CORTE SUPREMA DE JUSTICIA República de Colombia Corte Suprema de Justicia Sala de Casación Civil CORTE SUPREMA DE JUSTICIA SALA DE CASACIÓN CIVIL Magistrado Ponente: ARTURO SOLARTE RODRÍGUEZ Bogotá, D. C., quince (15) de julio de dos mil diez (2010).- (Discutido y aprobado en Sala de 30 de junio de 2010) Ref.: 11001-22-03-000-2010-00480-01 Decide la Corte la impugnación formulada por la sociedad accionante respecto de la sentencia proferida el 2 de junio de 2010 por la Sala Civil del Tribunal Superior del Distrito Judicial de Bogotá, con la cual se denegó la petición de amparo por ella invocada contra el Juzgado Treinta y Cuatro Civil del Circuito de esta ciudad, trámite al que se vinculó a las partes e intervinientes del proceso aludido en la demanda de tutela.
ANTECEDENTES 1. La CORPORACIÓN DE ABASTOS DE BOGOTÁ S. A. CORABASTOS solicitó, a través de apoderado constituido para el efecto, la protección constitucional de los derechos al debido proceso, al “libre acceso de la Administración de Justicia” y a “una justicia pronta y eficaz”, cuya vulneración le atribuyó a la titular del despacho judicial accionado. 2.

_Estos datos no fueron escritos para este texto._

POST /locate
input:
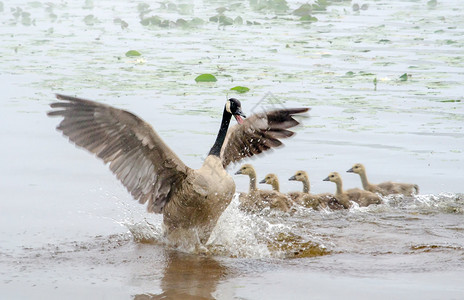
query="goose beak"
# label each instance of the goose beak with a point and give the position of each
(239, 115)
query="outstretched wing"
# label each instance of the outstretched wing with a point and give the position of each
(259, 133)
(138, 157)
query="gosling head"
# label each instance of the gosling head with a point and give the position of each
(299, 176)
(357, 168)
(246, 169)
(234, 107)
(334, 177)
(269, 179)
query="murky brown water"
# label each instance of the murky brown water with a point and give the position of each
(68, 229)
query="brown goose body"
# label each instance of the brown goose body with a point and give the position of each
(384, 188)
(305, 198)
(191, 201)
(363, 198)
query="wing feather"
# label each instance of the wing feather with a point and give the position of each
(138, 157)
(259, 133)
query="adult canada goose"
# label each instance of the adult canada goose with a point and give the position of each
(256, 199)
(384, 188)
(191, 201)
(363, 198)
(280, 201)
(307, 199)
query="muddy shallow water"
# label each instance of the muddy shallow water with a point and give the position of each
(69, 229)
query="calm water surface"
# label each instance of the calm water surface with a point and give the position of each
(68, 229)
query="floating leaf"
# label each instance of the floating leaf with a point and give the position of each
(205, 78)
(303, 10)
(349, 74)
(308, 18)
(238, 20)
(432, 3)
(240, 89)
(450, 101)
(404, 77)
(132, 53)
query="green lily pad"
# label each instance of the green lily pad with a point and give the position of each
(206, 78)
(132, 53)
(404, 77)
(240, 89)
(308, 18)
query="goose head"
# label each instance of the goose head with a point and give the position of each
(334, 177)
(357, 168)
(299, 176)
(234, 107)
(270, 179)
(246, 169)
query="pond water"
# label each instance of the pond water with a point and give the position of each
(69, 229)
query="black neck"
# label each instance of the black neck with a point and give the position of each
(216, 149)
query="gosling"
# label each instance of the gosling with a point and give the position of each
(363, 198)
(257, 199)
(307, 199)
(384, 188)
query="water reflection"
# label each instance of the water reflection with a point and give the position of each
(188, 277)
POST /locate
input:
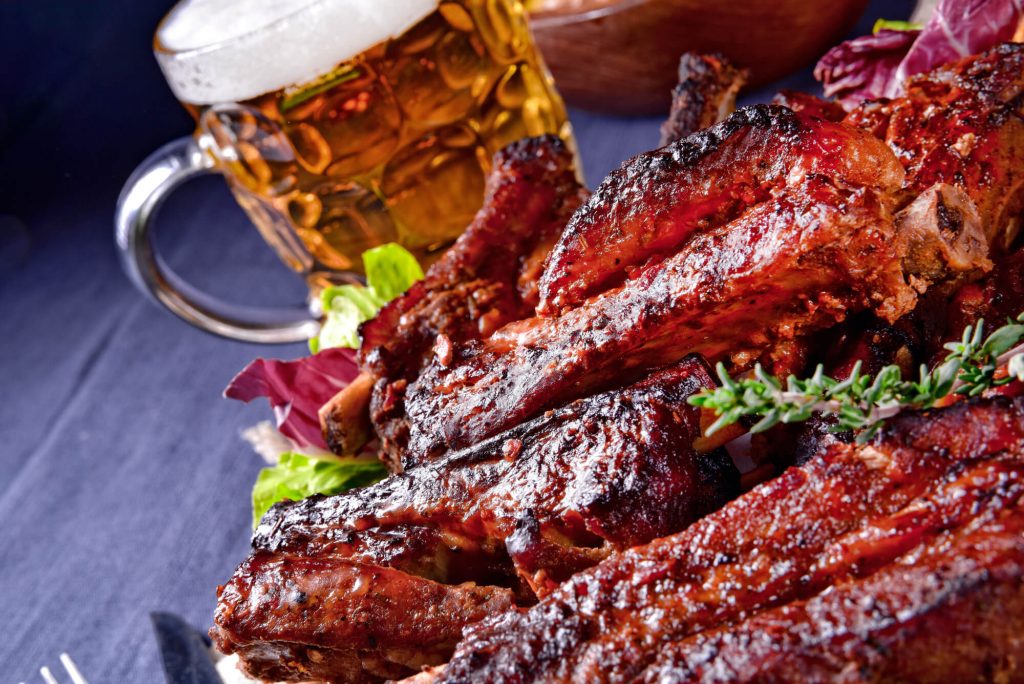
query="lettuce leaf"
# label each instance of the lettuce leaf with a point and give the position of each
(390, 271)
(296, 390)
(297, 476)
(877, 66)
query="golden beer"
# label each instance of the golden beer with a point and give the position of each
(390, 144)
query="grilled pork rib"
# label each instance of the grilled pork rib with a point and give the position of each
(786, 266)
(657, 201)
(856, 518)
(706, 94)
(524, 510)
(962, 125)
(487, 279)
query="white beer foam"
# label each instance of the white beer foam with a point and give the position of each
(214, 51)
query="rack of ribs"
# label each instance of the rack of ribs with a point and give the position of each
(818, 245)
(686, 249)
(418, 556)
(898, 560)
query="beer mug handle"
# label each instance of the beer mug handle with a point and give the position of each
(140, 199)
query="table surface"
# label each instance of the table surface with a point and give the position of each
(124, 484)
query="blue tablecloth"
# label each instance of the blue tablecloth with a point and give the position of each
(123, 481)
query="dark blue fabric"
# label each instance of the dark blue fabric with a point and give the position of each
(123, 482)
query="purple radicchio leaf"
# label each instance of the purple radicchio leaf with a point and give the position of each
(958, 29)
(878, 66)
(297, 390)
(862, 69)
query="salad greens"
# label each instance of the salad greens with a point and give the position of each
(390, 271)
(298, 475)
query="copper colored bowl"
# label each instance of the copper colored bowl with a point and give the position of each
(621, 56)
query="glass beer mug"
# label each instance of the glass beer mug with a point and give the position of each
(339, 125)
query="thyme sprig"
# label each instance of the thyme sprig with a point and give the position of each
(862, 402)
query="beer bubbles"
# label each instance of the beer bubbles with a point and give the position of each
(344, 124)
(229, 50)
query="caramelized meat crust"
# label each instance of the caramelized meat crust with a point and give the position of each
(329, 618)
(487, 279)
(810, 104)
(961, 125)
(615, 469)
(513, 516)
(949, 611)
(792, 264)
(849, 519)
(656, 202)
(706, 94)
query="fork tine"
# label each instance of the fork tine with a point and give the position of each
(73, 671)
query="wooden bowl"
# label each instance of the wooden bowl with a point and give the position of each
(621, 55)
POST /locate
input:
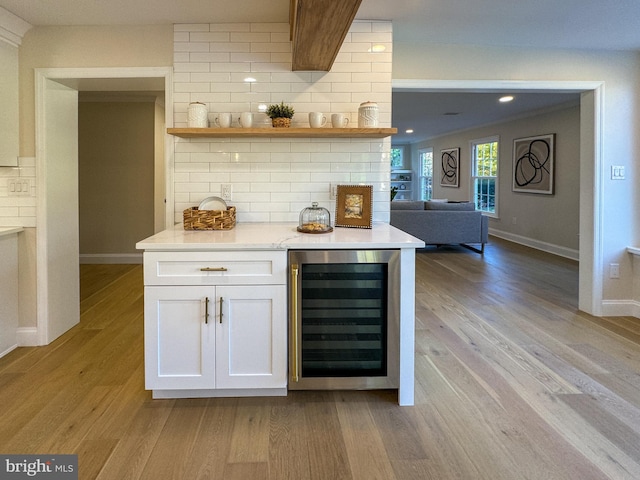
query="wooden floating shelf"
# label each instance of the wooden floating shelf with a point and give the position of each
(283, 132)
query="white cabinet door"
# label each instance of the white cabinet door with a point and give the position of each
(179, 338)
(251, 341)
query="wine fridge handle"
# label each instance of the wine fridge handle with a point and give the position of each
(294, 322)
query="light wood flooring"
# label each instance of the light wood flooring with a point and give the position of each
(512, 383)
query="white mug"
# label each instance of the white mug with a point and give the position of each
(338, 120)
(223, 120)
(246, 119)
(317, 120)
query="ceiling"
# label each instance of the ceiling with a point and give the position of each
(572, 24)
(432, 114)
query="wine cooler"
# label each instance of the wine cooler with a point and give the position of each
(344, 319)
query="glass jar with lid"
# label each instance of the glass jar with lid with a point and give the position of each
(315, 219)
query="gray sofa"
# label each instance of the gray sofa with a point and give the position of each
(442, 223)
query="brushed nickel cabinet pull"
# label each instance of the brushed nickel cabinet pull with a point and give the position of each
(294, 322)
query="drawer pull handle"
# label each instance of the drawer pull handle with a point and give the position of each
(295, 375)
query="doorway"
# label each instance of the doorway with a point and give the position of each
(56, 218)
(591, 131)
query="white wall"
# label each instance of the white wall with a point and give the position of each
(620, 74)
(549, 222)
(274, 179)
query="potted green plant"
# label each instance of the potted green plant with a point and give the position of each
(280, 114)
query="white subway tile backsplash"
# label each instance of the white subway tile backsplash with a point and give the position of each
(261, 37)
(273, 179)
(229, 27)
(209, 37)
(190, 47)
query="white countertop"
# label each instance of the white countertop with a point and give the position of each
(278, 236)
(10, 230)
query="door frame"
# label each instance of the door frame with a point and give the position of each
(591, 284)
(73, 78)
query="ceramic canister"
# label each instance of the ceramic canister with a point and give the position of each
(368, 115)
(198, 115)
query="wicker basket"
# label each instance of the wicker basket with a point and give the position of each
(195, 219)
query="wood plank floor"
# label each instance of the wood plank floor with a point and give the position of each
(513, 382)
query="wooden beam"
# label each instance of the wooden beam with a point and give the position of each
(318, 29)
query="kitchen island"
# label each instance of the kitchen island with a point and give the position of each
(245, 267)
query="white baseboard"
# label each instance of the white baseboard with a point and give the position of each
(109, 258)
(621, 308)
(537, 244)
(10, 349)
(27, 337)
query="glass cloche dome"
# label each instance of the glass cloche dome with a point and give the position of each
(315, 219)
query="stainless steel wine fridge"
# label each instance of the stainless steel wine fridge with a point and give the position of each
(344, 319)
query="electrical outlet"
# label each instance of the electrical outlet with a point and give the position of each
(225, 191)
(614, 270)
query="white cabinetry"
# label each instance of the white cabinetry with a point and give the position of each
(215, 323)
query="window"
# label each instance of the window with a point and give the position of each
(484, 154)
(397, 157)
(426, 173)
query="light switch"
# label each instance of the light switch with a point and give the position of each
(617, 172)
(19, 187)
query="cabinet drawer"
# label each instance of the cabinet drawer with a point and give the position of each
(215, 268)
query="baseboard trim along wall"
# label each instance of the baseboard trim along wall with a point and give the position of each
(620, 308)
(110, 258)
(27, 337)
(537, 244)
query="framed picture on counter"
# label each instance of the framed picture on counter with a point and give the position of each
(354, 206)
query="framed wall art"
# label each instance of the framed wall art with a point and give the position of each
(450, 172)
(533, 164)
(354, 206)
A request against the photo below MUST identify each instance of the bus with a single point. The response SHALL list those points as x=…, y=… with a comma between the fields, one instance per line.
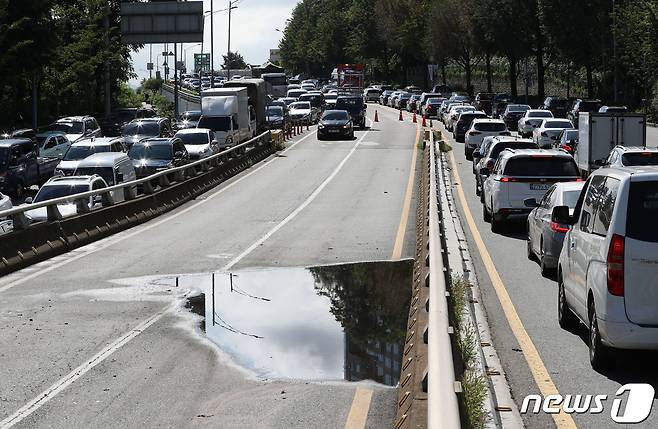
x=278, y=84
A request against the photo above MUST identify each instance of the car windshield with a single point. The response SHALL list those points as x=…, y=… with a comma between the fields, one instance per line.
x=50, y=192
x=193, y=138
x=142, y=129
x=274, y=111
x=72, y=127
x=541, y=166
x=642, y=211
x=558, y=124
x=570, y=198
x=335, y=116
x=498, y=148
x=215, y=123
x=191, y=116
x=148, y=151
x=540, y=114
x=77, y=152
x=107, y=173
x=301, y=105
x=640, y=158
x=490, y=126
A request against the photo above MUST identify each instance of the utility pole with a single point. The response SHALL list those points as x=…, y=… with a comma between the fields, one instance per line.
x=228, y=54
x=176, y=74
x=108, y=84
x=614, y=47
x=212, y=48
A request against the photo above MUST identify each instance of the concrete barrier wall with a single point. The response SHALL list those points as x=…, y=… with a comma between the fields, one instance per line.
x=42, y=241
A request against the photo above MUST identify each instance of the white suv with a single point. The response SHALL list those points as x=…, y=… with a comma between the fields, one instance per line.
x=520, y=175
x=608, y=266
x=481, y=128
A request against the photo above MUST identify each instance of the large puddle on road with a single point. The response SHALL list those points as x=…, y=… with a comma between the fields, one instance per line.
x=322, y=323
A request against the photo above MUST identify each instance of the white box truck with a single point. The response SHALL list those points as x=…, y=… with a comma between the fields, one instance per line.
x=599, y=133
x=226, y=111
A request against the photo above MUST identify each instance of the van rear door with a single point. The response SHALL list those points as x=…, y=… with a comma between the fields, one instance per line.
x=641, y=253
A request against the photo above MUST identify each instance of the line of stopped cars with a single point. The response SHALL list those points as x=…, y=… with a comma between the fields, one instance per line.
x=588, y=197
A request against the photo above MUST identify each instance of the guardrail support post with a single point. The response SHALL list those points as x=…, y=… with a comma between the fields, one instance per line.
x=20, y=220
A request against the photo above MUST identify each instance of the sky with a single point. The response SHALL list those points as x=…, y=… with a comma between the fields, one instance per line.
x=253, y=33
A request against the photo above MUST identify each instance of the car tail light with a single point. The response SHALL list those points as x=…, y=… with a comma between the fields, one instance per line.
x=615, y=264
x=556, y=227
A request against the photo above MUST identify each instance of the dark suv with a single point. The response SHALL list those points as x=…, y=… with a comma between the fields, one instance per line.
x=557, y=105
x=355, y=106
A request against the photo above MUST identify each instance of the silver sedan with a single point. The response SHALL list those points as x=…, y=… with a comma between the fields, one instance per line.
x=545, y=237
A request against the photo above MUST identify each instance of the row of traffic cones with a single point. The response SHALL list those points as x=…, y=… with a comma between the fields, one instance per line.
x=414, y=119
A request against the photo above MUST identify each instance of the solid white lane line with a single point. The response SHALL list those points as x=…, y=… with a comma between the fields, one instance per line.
x=301, y=207
x=45, y=267
x=78, y=372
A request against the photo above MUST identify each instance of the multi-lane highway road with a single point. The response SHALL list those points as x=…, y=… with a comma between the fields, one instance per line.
x=97, y=338
x=563, y=363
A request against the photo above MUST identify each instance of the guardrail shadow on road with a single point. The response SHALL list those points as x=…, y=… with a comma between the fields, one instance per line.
x=161, y=192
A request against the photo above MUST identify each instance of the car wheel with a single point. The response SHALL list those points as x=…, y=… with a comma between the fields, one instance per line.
x=600, y=356
x=486, y=216
x=496, y=223
x=565, y=317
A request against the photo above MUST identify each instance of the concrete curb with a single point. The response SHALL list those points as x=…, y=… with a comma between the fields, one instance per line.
x=500, y=405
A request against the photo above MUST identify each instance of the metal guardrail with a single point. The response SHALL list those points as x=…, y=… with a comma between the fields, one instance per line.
x=442, y=402
x=164, y=179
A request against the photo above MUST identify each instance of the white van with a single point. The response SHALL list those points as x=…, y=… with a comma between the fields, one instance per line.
x=609, y=263
x=114, y=167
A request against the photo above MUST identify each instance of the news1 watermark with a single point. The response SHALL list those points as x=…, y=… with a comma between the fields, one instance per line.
x=630, y=404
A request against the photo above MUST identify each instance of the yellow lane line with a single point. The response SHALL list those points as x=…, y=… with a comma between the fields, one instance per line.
x=537, y=367
x=358, y=415
x=406, y=207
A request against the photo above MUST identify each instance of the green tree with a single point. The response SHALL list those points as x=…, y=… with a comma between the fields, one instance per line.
x=234, y=61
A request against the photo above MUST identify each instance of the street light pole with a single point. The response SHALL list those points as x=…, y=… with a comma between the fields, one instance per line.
x=228, y=54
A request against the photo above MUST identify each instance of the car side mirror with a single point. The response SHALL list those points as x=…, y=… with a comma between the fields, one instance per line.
x=530, y=202
x=561, y=215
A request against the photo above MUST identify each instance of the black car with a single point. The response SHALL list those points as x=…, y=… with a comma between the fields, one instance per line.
x=335, y=123
x=111, y=126
x=355, y=106
x=583, y=106
x=276, y=117
x=513, y=113
x=557, y=105
x=152, y=155
x=141, y=129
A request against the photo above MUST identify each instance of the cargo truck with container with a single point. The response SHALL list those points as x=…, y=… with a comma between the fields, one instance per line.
x=226, y=111
x=257, y=98
x=599, y=133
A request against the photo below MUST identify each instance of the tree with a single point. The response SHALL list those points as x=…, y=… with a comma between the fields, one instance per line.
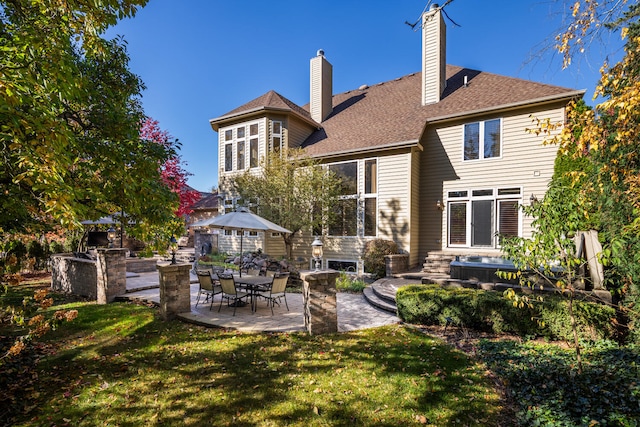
x=291, y=190
x=172, y=171
x=69, y=119
x=596, y=182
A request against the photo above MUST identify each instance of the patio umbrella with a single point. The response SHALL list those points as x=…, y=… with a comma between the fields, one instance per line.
x=243, y=220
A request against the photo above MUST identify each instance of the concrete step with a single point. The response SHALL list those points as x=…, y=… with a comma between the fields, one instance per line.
x=373, y=299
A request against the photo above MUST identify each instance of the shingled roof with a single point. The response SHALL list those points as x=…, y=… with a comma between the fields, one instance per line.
x=391, y=113
x=270, y=101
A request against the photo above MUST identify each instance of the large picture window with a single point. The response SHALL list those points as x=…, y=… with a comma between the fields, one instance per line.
x=345, y=222
x=276, y=136
x=480, y=218
x=482, y=140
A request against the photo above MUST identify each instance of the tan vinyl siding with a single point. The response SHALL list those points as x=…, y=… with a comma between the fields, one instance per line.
x=298, y=132
x=394, y=174
x=414, y=233
x=525, y=163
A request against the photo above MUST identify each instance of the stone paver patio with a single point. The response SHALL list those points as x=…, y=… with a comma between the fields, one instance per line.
x=353, y=311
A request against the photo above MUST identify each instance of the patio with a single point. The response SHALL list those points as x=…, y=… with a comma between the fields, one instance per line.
x=353, y=311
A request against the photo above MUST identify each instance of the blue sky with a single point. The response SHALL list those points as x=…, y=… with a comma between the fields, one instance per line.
x=202, y=58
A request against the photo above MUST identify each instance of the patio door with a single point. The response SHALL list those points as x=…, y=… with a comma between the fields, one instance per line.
x=482, y=223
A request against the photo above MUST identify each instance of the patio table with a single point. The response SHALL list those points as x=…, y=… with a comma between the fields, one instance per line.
x=253, y=284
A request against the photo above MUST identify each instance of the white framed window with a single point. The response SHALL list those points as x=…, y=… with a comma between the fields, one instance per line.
x=228, y=157
x=482, y=140
x=480, y=218
x=370, y=208
x=345, y=221
x=276, y=136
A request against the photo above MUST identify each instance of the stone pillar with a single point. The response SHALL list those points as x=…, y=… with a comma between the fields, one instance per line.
x=175, y=289
x=320, y=307
x=395, y=264
x=111, y=272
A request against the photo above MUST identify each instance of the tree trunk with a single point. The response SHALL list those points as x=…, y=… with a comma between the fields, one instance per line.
x=575, y=332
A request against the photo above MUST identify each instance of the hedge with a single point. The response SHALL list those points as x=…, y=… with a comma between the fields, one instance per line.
x=490, y=311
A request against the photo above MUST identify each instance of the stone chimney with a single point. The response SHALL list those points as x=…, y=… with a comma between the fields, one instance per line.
x=320, y=101
x=434, y=59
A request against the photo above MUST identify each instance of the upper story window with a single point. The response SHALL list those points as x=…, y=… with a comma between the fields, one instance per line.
x=276, y=136
x=240, y=148
x=482, y=140
x=228, y=157
x=241, y=145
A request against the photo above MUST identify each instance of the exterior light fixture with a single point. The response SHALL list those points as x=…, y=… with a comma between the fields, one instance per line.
x=316, y=252
x=174, y=248
x=111, y=236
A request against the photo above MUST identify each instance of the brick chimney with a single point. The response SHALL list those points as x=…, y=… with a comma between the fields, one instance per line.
x=434, y=59
x=320, y=101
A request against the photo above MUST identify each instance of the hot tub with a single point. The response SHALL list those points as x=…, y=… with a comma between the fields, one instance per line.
x=481, y=269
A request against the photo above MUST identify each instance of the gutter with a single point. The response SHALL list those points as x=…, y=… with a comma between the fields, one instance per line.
x=544, y=100
x=216, y=123
x=374, y=149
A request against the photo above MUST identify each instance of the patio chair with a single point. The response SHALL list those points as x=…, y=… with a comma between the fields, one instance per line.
x=277, y=291
x=230, y=292
x=208, y=286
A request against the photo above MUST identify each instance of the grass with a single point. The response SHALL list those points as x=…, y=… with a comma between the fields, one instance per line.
x=120, y=364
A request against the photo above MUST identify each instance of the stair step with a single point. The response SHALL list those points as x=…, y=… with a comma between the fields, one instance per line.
x=385, y=292
x=378, y=302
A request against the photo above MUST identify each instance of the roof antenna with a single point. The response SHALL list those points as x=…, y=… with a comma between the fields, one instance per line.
x=435, y=5
x=413, y=26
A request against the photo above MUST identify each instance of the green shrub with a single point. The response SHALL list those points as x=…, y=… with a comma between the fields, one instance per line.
x=349, y=283
x=374, y=252
x=489, y=311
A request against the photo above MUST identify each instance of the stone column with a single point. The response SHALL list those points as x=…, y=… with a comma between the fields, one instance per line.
x=320, y=307
x=111, y=272
x=396, y=264
x=175, y=289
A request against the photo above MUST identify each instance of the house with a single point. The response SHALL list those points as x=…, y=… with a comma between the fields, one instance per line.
x=439, y=160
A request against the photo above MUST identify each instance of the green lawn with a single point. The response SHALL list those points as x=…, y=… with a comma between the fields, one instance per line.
x=121, y=365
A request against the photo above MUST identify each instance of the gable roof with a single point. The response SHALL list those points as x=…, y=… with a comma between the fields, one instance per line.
x=390, y=114
x=271, y=101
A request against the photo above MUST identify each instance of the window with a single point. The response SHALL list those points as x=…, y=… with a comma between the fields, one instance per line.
x=253, y=153
x=370, y=195
x=475, y=221
x=276, y=136
x=345, y=222
x=482, y=140
x=228, y=157
x=240, y=155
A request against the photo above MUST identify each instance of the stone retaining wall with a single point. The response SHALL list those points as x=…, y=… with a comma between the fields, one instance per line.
x=141, y=265
x=77, y=276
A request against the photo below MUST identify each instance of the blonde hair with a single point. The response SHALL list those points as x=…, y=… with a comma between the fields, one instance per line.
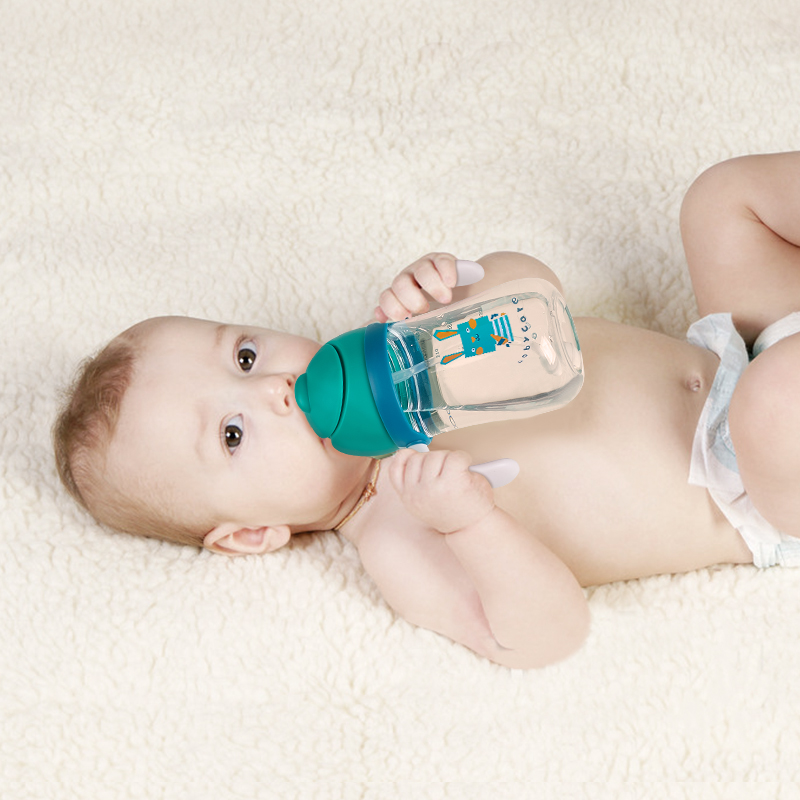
x=82, y=433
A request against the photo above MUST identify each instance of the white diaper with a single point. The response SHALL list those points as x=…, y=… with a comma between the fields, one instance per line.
x=713, y=457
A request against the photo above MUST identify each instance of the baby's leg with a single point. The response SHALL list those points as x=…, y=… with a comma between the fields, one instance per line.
x=740, y=223
x=764, y=420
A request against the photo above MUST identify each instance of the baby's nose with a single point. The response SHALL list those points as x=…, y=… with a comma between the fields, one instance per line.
x=279, y=391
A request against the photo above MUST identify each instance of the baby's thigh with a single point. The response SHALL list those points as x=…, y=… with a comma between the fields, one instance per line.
x=764, y=422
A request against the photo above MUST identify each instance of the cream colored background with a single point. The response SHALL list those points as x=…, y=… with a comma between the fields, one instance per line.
x=277, y=163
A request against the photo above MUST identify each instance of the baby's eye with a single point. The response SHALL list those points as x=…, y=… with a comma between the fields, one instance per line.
x=233, y=433
x=246, y=356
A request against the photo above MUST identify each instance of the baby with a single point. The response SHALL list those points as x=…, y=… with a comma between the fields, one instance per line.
x=674, y=456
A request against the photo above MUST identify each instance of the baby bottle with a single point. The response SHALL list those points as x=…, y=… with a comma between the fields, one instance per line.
x=509, y=352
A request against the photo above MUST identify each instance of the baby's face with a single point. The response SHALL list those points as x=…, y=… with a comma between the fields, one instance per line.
x=210, y=426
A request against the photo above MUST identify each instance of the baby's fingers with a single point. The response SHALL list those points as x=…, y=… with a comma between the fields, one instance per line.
x=436, y=274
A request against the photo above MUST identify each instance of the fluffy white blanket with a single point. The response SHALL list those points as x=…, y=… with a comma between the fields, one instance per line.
x=277, y=162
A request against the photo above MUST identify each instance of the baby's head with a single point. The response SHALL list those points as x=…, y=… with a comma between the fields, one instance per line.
x=188, y=430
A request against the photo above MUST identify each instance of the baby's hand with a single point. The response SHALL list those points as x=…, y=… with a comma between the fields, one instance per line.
x=439, y=490
x=434, y=274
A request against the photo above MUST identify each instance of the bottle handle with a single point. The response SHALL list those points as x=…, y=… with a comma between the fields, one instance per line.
x=498, y=472
x=468, y=272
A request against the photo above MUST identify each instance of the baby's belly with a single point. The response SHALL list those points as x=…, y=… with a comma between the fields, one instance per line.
x=604, y=481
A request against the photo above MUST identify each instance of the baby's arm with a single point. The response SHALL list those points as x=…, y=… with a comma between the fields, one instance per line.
x=474, y=573
x=740, y=223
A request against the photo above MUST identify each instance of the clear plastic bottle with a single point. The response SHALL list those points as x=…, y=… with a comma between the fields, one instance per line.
x=511, y=351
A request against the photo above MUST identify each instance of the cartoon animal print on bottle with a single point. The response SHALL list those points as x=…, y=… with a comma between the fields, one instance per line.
x=478, y=336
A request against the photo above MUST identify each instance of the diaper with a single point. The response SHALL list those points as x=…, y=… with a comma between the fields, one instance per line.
x=714, y=463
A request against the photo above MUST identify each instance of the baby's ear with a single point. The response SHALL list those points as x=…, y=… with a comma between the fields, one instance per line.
x=231, y=540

Como situación fáctica manifestó, en esencia, que el señor Raúl Galeano Castro promovió en su contra un proceso ejecutivo singular, del que se notificó el 14 de enero del año en curso, luego de lo cual formuló recurso de reposición contra la orden de pago, medio de impugnación que fue resuelto de modo adverso en auto de 26 de febrero de esta anualidad, data en la que, en providencia aparte, la Juez le advirtió “que el término al que hace alusión el numeral 1º del artículo 509 del C. P. C. se encuentra vencido, toda vez que el mismo no es suspendido por el simple hecho de haber recurrido el auto que libra mandamiento”.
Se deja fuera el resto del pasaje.